The etiology and pathogenesis pustular bacteria unknown. Content of fresh sterile pustules. Andrews links skin lesion with focal infectious foci (tonsillitis, carious teeth) and considers a skin lesion as allergic reaction to hematogenous spread of germs, their decay products or toxins (similar tuberculinum, michigam and others). This view is confirmed by the fact that the destruction of focal lesions leads to healing skin lesions.
Histologically in the epidermis under the Horny layer is detected single chamber cavity filled with blood, a small number of lymphocytes and separate degenerated cells subulate layer. The bottom of the cavity does not reach the basal layer, separated from it by 1-2 rows subulate cells. Tangential diameter her more vertical. In the epithelial cells surrounding the cavity, little is marked intra - and intercellular edema. In the dermis moderate inflammatory infiltrate of lymphocytes, histiocytes and neutrophils, which are located around blood vessels. The mechanism of formation of pustules unclear. Most likely, the process begins with education focal spongiosa with the subsequent migration of white blood cells, destroying cells thorn layer.

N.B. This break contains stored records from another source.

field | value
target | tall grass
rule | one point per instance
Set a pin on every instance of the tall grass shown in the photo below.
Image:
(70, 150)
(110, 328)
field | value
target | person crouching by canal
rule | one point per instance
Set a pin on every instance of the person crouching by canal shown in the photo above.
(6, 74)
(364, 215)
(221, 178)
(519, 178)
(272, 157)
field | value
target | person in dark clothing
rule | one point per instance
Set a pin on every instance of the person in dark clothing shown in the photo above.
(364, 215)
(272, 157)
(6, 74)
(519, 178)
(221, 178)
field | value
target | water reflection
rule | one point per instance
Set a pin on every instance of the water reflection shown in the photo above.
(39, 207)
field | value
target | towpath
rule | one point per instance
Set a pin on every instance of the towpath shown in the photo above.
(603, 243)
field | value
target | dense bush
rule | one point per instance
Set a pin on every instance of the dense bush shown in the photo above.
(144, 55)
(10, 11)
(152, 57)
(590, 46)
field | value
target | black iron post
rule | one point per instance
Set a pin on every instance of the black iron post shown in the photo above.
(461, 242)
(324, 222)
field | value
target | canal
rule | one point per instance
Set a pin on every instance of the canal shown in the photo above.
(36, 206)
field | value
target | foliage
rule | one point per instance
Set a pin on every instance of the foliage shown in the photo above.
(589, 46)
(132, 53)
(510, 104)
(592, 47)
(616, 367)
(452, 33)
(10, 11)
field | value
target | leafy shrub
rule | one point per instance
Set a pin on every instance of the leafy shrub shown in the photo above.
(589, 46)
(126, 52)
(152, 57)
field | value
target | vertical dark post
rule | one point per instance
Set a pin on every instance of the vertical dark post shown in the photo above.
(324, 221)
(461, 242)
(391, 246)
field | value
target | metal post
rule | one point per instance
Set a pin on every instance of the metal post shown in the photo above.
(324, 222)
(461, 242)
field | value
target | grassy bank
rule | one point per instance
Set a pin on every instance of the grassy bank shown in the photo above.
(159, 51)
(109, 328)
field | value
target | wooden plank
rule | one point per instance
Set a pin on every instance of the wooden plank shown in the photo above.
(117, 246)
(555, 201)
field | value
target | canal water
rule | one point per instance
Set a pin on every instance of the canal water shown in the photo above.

Pustular bacteria occurs with equal frequency in men and women aged 20-50 years. The disease usually begins in the center of the hand or foot arch is often symmetrical, rarely with your fingertips, and in the coming weeks affects both palms and soles. Skin lesion is characterized by an eruption of small, the size of a pinhead, bubbles, the content of which is quickly becoming known. Pustules not rise above the level of the skin and consistently dry up with the reversion of a brownish color of crusts. Gradually the skin at the affected area is painted in pink or red color and a small plate covered with scales, between which the formation of new pimples. The eruption of pimples is pristupoobrazna, simultaneously on all affected areas. Lesions are slowly increasing by peripheral growth and can spread over the entire surface of the palms and soles. When localization at your finger tips, the process moves on to the nail bed, deforms and detaches the nail plate. Subjective pain and itching, increased in the period of exacerbation. The disease is chronic, over the years, compounded, then fell silent, and with rare exceptions cannot heal. The General condition is not disturbed.
Pustular bacteria different from disgestrotical defeats the absence of large bubbles type cooked sagas grains, acrodermatitis continua - pronounced symmetry, relatively rare defeat fingertips, a fraction of pustules, and histologically - absence spongiidae pustules Cogoa.
Treatment. Best action has reorganization of focal lesions. Temporary improvement can be achieved by the appointment of corticosteroids in combination with antibiotics. The external - in the period of exacerbation softening ointments and creams or drying wet bandages. During remissions - careful use of allow tools (tar, drug DCA) in the form of pastes, or ointments.